Hércules Pretorius, estudiante de la facultad de Derecho, el raro, el que no hace gimnasia, el del romanticismo crónico y lector de Kempis; él, un pacífico batallador por la justicia y un odiador de la violencia, termina alistándose en las filas de la guerrilla, y muere ahí –como lo dice el título de la primera novela de Humberto de la Calle– de manera inverosímil.

Hércules sólo perdía su condición de invisibilidad en los consejos estudiantiles y en los discursos por las mismas causas de siempre; y él –que tanto rechazaba la violencia– empezó a considerar que la revolución era la única salida que le quedaba a este mundo inequitativo, que ninguneaba a los pobres y a las víctimas de tantas infamias acumuladas.

Hércules Pretorius no era un abogado “normal” de los años 60, ni fue penalista como en algún momento lo pensó; tampoco fue del todo un pequeño burgués de clase media ni un guerrillero capaz de hacerle frente al monte y a las huidas a medianoche. Él quería educar, convencer, y no caer en la violencia. Pensaba que la violencia no tenía ninguna justificación ética, que nadie es dueño de la vida de otro, y que no había causa ni pretextos capaces de convertir en un hecho moralmente válido, el dolor causado por una muerte o por un secuestro. Pero la vida no siempre es lo que se quiere y creo que, hasta después de muerto, Hércules Pretorius siguió siendo un desvelado lleno de sueños, un enamorado de amores que él mismo volvió imposibles. La nube negra nunca lo abandonó, y cuando atravesó la puerta del no retorno, comprendió que “huir hacia adelante era el único camino”. “No soy de aquí, ni soy de allá” podría haber sido el himno y el humo de Pretorius.

Dicen que ni siquiera allá en la enfermería de la Brigada, ni en el horrible recinto de la morgue, Hércules sucumbió ante el rigor mortis, y aun después del después, a pesar de tener “la mirada vacía (…) y la boca entreabierta”, su expresión siguió siendo cálida.

A Hércules Pretorius nunca le pareció que la injusticia social o la pobreza extrema justificaran poner una bomba en la que moriría gente inocente. La violencia terminó invadiendo todos sus espacios, pero nunca fue realmente lo suyo. Él no compartía esa macabra idea de que lo que importa no es el muerto sino lo que significa y el efecto que produce. No. Él era distinto. Siempre fue distinto y le daba remordimiento la sola idea de contemplar la violencia como una opción para combatir la injusticia.
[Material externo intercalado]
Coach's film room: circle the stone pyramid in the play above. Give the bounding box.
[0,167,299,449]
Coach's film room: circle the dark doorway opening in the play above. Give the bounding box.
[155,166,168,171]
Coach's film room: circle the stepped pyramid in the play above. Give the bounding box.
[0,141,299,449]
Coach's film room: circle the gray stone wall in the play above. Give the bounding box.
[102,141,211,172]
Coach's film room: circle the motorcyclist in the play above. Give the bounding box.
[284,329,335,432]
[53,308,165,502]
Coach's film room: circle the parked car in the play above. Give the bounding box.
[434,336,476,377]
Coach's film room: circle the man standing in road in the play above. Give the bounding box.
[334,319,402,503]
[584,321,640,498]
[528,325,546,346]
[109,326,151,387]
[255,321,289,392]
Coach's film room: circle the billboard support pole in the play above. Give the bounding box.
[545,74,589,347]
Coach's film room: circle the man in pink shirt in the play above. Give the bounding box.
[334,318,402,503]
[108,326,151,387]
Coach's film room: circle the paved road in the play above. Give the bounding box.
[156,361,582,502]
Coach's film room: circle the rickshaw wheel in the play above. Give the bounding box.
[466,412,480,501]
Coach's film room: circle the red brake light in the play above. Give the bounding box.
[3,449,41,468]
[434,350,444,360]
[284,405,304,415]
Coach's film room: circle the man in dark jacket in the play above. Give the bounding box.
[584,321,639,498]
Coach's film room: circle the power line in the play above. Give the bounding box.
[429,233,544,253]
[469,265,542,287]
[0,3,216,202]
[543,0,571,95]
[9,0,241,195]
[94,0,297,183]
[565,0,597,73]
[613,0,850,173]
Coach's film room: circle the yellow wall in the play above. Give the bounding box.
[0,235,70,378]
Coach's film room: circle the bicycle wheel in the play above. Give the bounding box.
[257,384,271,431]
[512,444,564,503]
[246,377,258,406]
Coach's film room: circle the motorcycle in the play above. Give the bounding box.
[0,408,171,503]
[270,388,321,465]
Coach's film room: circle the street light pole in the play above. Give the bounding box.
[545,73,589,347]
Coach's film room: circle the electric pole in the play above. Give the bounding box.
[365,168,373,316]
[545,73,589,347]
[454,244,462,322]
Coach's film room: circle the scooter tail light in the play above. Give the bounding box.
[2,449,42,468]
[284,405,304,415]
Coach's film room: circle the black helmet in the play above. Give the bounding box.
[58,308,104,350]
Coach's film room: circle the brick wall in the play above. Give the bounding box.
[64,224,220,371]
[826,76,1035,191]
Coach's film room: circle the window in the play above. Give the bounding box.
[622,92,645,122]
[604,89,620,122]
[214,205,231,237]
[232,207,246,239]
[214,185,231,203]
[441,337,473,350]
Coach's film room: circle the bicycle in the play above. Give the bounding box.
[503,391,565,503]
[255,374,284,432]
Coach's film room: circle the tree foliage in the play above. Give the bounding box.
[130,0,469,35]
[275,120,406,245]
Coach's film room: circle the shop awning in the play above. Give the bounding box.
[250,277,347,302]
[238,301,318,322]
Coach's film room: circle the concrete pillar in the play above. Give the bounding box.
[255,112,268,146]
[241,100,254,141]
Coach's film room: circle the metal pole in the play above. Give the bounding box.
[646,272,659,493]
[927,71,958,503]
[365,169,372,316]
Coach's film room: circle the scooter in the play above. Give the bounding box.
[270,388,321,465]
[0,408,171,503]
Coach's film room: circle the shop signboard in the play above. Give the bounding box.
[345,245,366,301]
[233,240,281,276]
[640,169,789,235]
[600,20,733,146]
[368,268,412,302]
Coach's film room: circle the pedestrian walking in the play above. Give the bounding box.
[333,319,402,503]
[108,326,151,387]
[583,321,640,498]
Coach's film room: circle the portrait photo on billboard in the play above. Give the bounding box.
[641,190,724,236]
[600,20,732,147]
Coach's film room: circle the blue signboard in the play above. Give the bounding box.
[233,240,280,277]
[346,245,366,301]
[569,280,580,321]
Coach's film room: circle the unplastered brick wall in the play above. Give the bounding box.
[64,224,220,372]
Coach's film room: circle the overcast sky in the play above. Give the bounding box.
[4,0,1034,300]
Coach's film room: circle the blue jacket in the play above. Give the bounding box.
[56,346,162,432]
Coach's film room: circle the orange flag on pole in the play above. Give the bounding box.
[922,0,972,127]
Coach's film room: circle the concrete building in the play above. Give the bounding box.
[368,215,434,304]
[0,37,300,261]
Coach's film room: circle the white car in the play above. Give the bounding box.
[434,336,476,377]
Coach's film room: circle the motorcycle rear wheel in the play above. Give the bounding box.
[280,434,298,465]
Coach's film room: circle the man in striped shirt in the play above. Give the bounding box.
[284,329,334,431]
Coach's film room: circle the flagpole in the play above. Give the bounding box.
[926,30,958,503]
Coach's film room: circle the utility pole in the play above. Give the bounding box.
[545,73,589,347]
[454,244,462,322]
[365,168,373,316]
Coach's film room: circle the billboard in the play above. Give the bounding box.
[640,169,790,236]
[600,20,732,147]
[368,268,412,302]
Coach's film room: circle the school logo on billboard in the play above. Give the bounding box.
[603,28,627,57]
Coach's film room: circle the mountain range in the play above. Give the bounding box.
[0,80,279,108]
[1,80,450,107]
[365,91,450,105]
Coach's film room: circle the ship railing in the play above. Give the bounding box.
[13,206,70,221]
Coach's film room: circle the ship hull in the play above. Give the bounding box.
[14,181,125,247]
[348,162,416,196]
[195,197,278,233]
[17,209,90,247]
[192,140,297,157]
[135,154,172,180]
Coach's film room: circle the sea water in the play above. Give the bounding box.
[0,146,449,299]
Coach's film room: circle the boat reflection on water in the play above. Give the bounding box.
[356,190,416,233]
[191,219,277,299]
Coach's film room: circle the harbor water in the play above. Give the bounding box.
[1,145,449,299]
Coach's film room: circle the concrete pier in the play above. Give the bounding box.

Un día sin calendario, dejaron de ver a Hércules Pretorius en la universidad y empezaron a rumorar que se había ido al recién formado M-19, más exactamente con la Columna Calarcá, a incursionar en el Chocó, esa tierra donde naturaleza y pobreza son exuberantes, llenas de ríos, de verdes reteñidos y de niños descalzos, y de barcas de colores que solo pueden navegar cuando se silencian las balas.

Allá, en plena selva, Hércules Pretorius, callado como la monotonía de un tiempo sin tiempo, se murió solo, sin testigos y sin ruido, creo que después de un aguacero. Dicen que Hércules, como Rosita Alvírez, “no murió de nada grave”.

215 páginas que se leen de corrido, porque La inverosímil muerte de Hércules Pretorius es mucho más que la novela que entre aplausos y gratitudes de una sala llena, lanzó Humberto de la Calle este domingo en la FILBO. Es –sobre todo– un libro sobre la dualidad, la lucha perpetua entre la conciencia y el remordimiento, entre los principios y el final.